Eddie walked up the aisle past the galley to the head, checked the sign―VACANT―and opened the door.
Hey Henry, o great sage if eminent junkie big brother, while we're on the subject of our feathered friends, you want to hear my definition of cooked goose? That's when the Customs guy at Kennedy decides there's something a little funny about the way you look, or it's one of the days when they got the dogs with the PhD noses out there instead of at Port Authority and they all start to bark and pee all over the floor and it's you they're all just about strangling themselves on their choke-chains trying to get to, and after the Customs guys toss all your luggage they take you into the little room and ask you if you'd mind taking off your shirt and you say yeah I sure would I'd mind like hell, I picked up a little cold down in the Bahamas and the air-conditioning in here is real high and I'm afraid it might turn into pneumonia and they say oh is that so, do you always sweat like that when the air-conditioning's too high, Mr. Dean, you do, well, excuse us all to hell, now do it, and you do it, and they say maybe you better take off the t-shirt too, because you look like maybe you got some kind of a medical problem, buddy, those bulges under your pits look like maybe they could be some kind of lymphatic tumors or something, and you don't even bother to say anything else, it's like a center-fielder who doesn't even bother to chase the ball when it's hit a certain way, he just turns around and watches it go into the upper deck, because when it's gone it's gone, so you take off the t-shirt and hey, looky here, you're some lucky kid, those aren't tumors, unless they're what you might call tumors on the corpus of society, yuk-yuk-yuk, those things look more like a couple of baggies held there with Scotch strapping tape, and by the way, don't worry about that smell, son, that's just goose. It's cooked.
He reached behind him and pulled the locking knob. The lights in the head brightened. The sound of the motors was a soft drone. He turned toward the mirror, wanting to see how bad he looked, and suddenly a terrible, pervasive feeling swept over him: a feeling of being watched.
Hey, come on, quit it, he thought uneasily. You're supposed to be the most unparanoid guy in the world. That's why they sent you. That's why―
But it suddenly seemed those were not his own eyes in the mirror, not Eddie Dean's hazel, almost-green eyes that had melted so many hearts and allowed him to part so many pretty sets of legs during the last third of his twenty-one years, not his eyes but those of a stranger. Not hazel but a blue the color of fading Levis . Eyes that were chilly, precise, unexpected marvels of calibration. Bombardier's eyes.

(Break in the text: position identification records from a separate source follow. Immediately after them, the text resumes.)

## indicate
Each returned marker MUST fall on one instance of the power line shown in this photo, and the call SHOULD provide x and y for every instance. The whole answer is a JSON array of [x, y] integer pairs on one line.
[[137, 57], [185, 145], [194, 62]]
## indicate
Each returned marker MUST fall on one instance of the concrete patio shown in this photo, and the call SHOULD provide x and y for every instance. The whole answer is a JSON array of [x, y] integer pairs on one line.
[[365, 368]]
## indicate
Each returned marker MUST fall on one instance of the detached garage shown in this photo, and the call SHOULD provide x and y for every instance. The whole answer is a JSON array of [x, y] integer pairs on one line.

Reflected in them he saw―clearly saw―a seagull swooping down over a breaking wave and snatching something from it.
He had time to think What in God's name is this shit? and then he knew it wasn't going to pass; he was going to throw up after all.
In the half-second before he did, in the half-second he went on looking into the mirror, he saw those blue eyes disappear ... but before that happened there was suddenly the feeling of being two people ... of being possessed, like the little girl in The Exorcist.

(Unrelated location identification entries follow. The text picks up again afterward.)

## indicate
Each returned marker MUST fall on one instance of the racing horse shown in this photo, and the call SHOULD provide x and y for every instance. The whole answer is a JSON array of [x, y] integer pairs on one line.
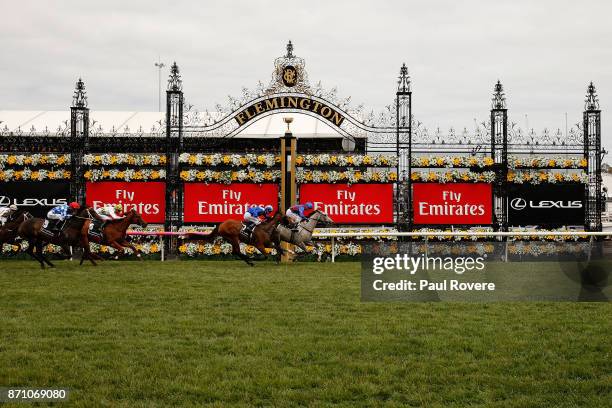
[[73, 233], [8, 232], [303, 236], [114, 233], [229, 230]]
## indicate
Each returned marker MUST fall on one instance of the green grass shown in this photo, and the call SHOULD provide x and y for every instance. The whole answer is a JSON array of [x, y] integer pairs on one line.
[[130, 334]]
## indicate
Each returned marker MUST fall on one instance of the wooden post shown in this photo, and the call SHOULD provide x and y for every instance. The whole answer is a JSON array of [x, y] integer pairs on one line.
[[288, 184]]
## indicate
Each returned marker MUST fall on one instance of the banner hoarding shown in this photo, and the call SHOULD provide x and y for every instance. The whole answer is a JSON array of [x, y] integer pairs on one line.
[[147, 198], [351, 204], [36, 197], [452, 203], [218, 202]]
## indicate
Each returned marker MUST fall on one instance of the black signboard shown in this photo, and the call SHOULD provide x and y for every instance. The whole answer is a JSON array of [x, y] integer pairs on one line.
[[546, 204], [36, 197]]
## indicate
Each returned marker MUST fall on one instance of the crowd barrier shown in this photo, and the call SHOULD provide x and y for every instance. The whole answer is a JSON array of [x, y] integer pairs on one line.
[[426, 235]]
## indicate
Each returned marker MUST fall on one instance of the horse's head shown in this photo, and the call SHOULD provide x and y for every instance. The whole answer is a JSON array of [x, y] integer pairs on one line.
[[322, 218], [137, 218]]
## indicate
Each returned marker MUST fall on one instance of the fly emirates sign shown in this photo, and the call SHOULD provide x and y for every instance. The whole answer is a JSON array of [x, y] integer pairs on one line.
[[147, 198], [219, 202], [351, 204], [452, 203]]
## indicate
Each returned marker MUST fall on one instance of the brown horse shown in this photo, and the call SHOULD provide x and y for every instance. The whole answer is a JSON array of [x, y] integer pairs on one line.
[[72, 234], [114, 233], [8, 232], [260, 238]]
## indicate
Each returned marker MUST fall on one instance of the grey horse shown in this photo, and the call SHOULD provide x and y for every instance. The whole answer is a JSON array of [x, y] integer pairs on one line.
[[303, 235]]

Clearly he felt a new mind inside his own mind, and heard a thought not as his own thought but more like a voice from a radio: I've come through. I'm in the sky-carriage.
There was something else, but Eddie didn't hear it. He was too busy throwing up into the basin as quietly as he could.

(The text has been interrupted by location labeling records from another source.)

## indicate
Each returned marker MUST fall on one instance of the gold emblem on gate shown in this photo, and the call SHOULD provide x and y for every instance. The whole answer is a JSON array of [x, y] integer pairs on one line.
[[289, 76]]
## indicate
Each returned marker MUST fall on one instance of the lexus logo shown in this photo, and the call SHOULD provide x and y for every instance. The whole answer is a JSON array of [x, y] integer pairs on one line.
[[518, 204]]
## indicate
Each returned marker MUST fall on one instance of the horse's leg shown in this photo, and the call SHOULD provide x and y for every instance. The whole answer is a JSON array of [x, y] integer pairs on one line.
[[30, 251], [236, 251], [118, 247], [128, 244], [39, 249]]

When he was done, before he had even wiped his mouth, something happened which had never happened to him before. For one frightening moment there was nothing―only a blank interval. As if a single line in a column of newsprint had been neatly and completely inked out.
What is this? Eddie thought helplessly. What the hell is this shit?
Then he had to throw up again, and maybe that was just as well; whatever you might say against it, regurgitation had at least this much in its favor: as long as you were doing it, you couldn't think of anything else.